DVD Review: ACT OF VALOUR Verges On Hotshots! Style Parody
Act of Valour (or Act of Valor if you hail from the US) is a terrible film. I have to say that up front. I was going to beat about the bush and say how much I admire filmmakers who try to give audiences something different, pushing the boundaries of cinema – but life is too short for that. Directors Mike McCoy and Scott Waugh decided that the best way to replicate the real-life action of the Navy SEALS was to cast real-life Navy SEALS in their film – it’s an interesting idea, but boy was it a bad one.

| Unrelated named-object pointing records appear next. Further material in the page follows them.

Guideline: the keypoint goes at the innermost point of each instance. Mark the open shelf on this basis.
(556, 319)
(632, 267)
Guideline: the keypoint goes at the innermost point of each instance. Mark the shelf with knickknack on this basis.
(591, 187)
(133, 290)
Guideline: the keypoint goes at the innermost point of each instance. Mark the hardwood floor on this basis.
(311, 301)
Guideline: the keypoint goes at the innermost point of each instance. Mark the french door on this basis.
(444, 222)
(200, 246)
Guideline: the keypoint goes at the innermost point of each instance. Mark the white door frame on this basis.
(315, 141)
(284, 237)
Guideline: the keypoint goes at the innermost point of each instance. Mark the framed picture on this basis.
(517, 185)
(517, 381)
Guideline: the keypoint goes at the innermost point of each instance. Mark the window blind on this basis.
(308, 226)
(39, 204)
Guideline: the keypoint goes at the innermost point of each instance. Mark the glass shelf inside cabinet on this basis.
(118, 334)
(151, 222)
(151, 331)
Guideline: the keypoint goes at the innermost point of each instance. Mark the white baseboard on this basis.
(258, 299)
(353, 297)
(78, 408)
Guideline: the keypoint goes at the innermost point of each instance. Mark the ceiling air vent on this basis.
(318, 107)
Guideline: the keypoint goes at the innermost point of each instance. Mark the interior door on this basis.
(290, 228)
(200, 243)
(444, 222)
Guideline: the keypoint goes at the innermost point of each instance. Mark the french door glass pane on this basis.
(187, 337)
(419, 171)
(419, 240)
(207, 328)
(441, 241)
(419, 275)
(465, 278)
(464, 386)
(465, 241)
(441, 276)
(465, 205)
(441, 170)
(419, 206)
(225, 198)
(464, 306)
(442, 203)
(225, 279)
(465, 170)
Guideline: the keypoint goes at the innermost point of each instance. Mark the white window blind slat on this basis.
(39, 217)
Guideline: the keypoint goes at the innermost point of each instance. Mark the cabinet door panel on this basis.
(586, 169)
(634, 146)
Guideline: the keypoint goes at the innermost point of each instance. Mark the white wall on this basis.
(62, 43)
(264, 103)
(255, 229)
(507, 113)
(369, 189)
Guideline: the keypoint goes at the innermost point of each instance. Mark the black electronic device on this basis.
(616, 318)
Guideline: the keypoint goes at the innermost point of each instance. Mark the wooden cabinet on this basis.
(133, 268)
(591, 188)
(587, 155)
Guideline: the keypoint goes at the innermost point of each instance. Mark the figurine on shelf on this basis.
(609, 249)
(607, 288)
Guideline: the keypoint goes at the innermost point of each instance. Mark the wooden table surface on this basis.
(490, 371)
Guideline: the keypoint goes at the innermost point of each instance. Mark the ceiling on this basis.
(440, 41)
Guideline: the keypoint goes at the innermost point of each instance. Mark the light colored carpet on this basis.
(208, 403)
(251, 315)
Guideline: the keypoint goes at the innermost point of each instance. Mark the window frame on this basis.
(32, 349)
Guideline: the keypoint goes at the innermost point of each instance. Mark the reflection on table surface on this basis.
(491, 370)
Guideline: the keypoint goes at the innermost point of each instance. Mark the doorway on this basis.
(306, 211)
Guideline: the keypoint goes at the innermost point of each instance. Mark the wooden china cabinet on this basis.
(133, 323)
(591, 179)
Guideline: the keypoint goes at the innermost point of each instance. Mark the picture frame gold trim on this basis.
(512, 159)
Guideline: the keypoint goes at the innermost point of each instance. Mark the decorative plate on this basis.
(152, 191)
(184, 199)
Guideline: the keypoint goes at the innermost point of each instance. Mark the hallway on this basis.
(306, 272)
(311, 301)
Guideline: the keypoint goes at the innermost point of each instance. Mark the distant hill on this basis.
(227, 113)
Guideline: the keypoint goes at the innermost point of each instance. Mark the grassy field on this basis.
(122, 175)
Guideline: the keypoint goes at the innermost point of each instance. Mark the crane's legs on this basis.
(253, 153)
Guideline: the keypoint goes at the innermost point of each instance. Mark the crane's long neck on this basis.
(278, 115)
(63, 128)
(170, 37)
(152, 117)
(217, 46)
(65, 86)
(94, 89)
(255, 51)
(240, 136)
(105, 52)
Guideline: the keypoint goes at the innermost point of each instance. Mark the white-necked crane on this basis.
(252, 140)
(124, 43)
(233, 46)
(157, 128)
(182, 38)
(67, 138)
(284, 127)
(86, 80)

Sure, the SEALS may be able to handle themselves during the action scenes, but they cannot act, which is ironic considering that the film is called Act of Valour. It’s like watching a big-budget, action reality series, only with less emotion. The ‘boys’ aren’t helped by what must be the most cliché riddled script of the last decade. It’s verging on Hot Shots! style parody. Even Daniel Day-Lewis couldn’t convince when spitting out this trite dialogue. The opening voiceover (and there’s a lot of voiceover) is some of the worst writing I have heard in a film – ever. It’s all performed with a (monotonous) po-faced sincerity, with bombastically bland music blaring in the background.
Act of Valour is basically a two hour advert for the US military, like Top Gun without the charisma. It’s a badly written, poorly acted actioner that strives to place itself beside the best pro-American, military works of Jerry Bruckheimer, but instead it can’t even manage to achieve the level of the Charlie Sheen/Micheal Biehn starrer, Navy SEALS.
Avoid. Go watch Pearl Harbour instead.